Yet even as this increasing freedom is to be welcomed, it is not without inherent problems. In the past, if I wanted to tell you my views on subatomic physics, the best an idiot like myself could have done was to self-publish a book on the subject; and as soon as bookstore managers and journal editors noticed that the book was published by the `Carl R Trueman Center for Really Very Complicated Scientific Inquiry', no mainstream bookshop would stock it and no reputable organ would review it.
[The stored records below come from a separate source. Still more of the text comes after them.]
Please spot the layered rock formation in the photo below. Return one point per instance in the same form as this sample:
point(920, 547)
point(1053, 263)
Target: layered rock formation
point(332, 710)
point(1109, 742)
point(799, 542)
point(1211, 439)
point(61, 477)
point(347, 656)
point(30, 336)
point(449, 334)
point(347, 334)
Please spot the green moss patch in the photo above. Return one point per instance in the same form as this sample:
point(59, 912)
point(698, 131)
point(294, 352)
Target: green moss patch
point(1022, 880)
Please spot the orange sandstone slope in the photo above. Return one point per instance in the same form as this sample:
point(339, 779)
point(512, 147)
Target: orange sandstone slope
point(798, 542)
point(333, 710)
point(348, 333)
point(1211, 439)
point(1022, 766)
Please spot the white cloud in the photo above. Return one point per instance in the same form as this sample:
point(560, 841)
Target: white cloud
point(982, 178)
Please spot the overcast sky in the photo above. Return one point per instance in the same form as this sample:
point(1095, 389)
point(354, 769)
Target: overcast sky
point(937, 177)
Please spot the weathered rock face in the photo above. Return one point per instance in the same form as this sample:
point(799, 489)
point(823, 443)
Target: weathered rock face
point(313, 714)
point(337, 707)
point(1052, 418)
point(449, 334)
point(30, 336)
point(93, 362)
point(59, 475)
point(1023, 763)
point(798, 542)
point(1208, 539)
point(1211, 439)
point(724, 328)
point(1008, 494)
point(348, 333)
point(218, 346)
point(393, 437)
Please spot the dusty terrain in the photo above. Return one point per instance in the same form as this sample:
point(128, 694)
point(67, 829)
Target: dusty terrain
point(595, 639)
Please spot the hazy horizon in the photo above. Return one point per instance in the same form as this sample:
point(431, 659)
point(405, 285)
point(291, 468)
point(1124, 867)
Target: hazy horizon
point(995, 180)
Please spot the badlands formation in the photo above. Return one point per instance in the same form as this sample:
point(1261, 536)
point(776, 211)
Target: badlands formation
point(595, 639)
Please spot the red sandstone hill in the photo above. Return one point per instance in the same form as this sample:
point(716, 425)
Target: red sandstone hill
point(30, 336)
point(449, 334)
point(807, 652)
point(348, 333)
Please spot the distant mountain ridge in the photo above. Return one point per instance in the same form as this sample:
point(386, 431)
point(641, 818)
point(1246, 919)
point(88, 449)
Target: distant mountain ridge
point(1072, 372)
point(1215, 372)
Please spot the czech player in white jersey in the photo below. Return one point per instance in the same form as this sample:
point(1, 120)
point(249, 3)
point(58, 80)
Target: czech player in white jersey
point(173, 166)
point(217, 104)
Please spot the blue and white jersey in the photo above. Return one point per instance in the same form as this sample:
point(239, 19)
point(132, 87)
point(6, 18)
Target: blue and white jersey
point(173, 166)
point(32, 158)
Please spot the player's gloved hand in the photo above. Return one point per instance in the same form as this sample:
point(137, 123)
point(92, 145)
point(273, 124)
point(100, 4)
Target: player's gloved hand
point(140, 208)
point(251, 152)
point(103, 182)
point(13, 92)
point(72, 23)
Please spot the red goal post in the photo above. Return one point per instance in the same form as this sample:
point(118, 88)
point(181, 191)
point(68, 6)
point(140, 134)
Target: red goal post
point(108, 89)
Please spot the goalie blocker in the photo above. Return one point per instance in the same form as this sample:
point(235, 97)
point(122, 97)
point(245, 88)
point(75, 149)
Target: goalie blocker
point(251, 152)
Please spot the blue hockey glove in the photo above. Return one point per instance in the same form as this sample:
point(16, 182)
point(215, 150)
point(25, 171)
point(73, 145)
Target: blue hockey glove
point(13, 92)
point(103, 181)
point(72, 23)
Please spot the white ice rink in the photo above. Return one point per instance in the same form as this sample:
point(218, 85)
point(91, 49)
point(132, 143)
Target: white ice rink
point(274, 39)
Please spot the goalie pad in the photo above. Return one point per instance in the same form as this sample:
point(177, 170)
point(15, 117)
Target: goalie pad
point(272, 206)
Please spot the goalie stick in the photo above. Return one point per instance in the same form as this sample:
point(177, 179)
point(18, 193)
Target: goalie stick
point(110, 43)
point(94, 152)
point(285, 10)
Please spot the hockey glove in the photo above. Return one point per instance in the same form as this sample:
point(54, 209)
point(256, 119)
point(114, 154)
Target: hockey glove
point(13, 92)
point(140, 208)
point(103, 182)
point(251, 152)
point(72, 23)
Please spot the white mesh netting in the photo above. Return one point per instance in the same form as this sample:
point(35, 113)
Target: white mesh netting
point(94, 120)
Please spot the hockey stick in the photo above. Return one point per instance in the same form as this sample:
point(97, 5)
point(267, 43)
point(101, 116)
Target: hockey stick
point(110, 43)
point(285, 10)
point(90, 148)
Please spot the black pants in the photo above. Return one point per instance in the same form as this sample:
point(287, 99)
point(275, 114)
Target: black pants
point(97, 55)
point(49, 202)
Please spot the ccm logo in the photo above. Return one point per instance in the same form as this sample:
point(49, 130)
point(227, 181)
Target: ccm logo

These days, however, I could simply start my own webpage or blog, and somebody out there - probably a bunch of my own besotted but unqualified and incompetent disciples - would take it seriously, flag up my works, surround my blogs and articles with praise, and make me look like a credible player in the internet world of subatomic research . Credible, that is, to anyone who took the web at face value and did not know anything about the subject or my own lack of any qualifications in the relevant field.Of course, a similar problem occurred with the introduction of paper (reducing the cost of hand-copying manuscripts) and especially the introduction of the printing press (reducing the cost of reproducing text).
Trueman's nostalgia of the golden days before the Internet are mistaken, however. First, there was plenty of tripe that was carried by bookstores and published by publishers (obviously, in the opposite order). Why was it published and carried? Because the owners thought they would profit from it.
Second, the firehose of the Internet has its own mechanism for sorting out the tripe. There are reasons that certain sites get more traffic than others. Sometimes the mechanism is as simple as the economic mechanisms that drove bookstores in the pre-Internet era. It costs time and/or money to run a good website, and it costs time and/or money to drive visitors to one's website.
Sometimes the mechanism is the vox populi. The reason that certain blogs are popular is because people know writing that they like when they see it. Doug Wilson is a prime beneficiary of this effect. Likewise, a few blogs appeal on the basis of their substance, such as specialty blogs on niche topics.
There can be other effects as well, but the bottom line is that not all the millions of blogs get the same amount of shelf space in the Internet supermarket of ideas. Big, well-funded and well-filled sites get lots of space, and poorly funded and poorly managed sites get hardly any space.
So, having read my fair share of worthless e-pologetics (and perhaps my critics will say I've contributed more than my fair share), I still think that Trueman's concerns overlook the credibility signaling that does exist within the Internet. The same problems that existed before the Internet still exist - the additional problems are just a result of having more quantity of material now than ever before.
It's as though your favorite bookstore moved into a large warehouse, and now can stock even the most obscure self-published books. Actually, it's rather like what places like Amazon.com and BN.com have become.
-TurretinFan
2 comments:
Not a bad corrective, TF. I still like Trueman's point, more broadly, that we must understand who it is we are reading. And if we don't know their credentials, well, their writing has to speak for itself then. Not a bad thing, for people to post anonymously, they just need to be that much better in comboxes if they take that route. Later.
That seems to be the problem with the critics. They take a balanced statement like Trueman's and force him into an extreme position. He said he welcomes the broadening of the 1st Amenedment, isn't that enough to balance him out, something the detractors seem unwilling to do?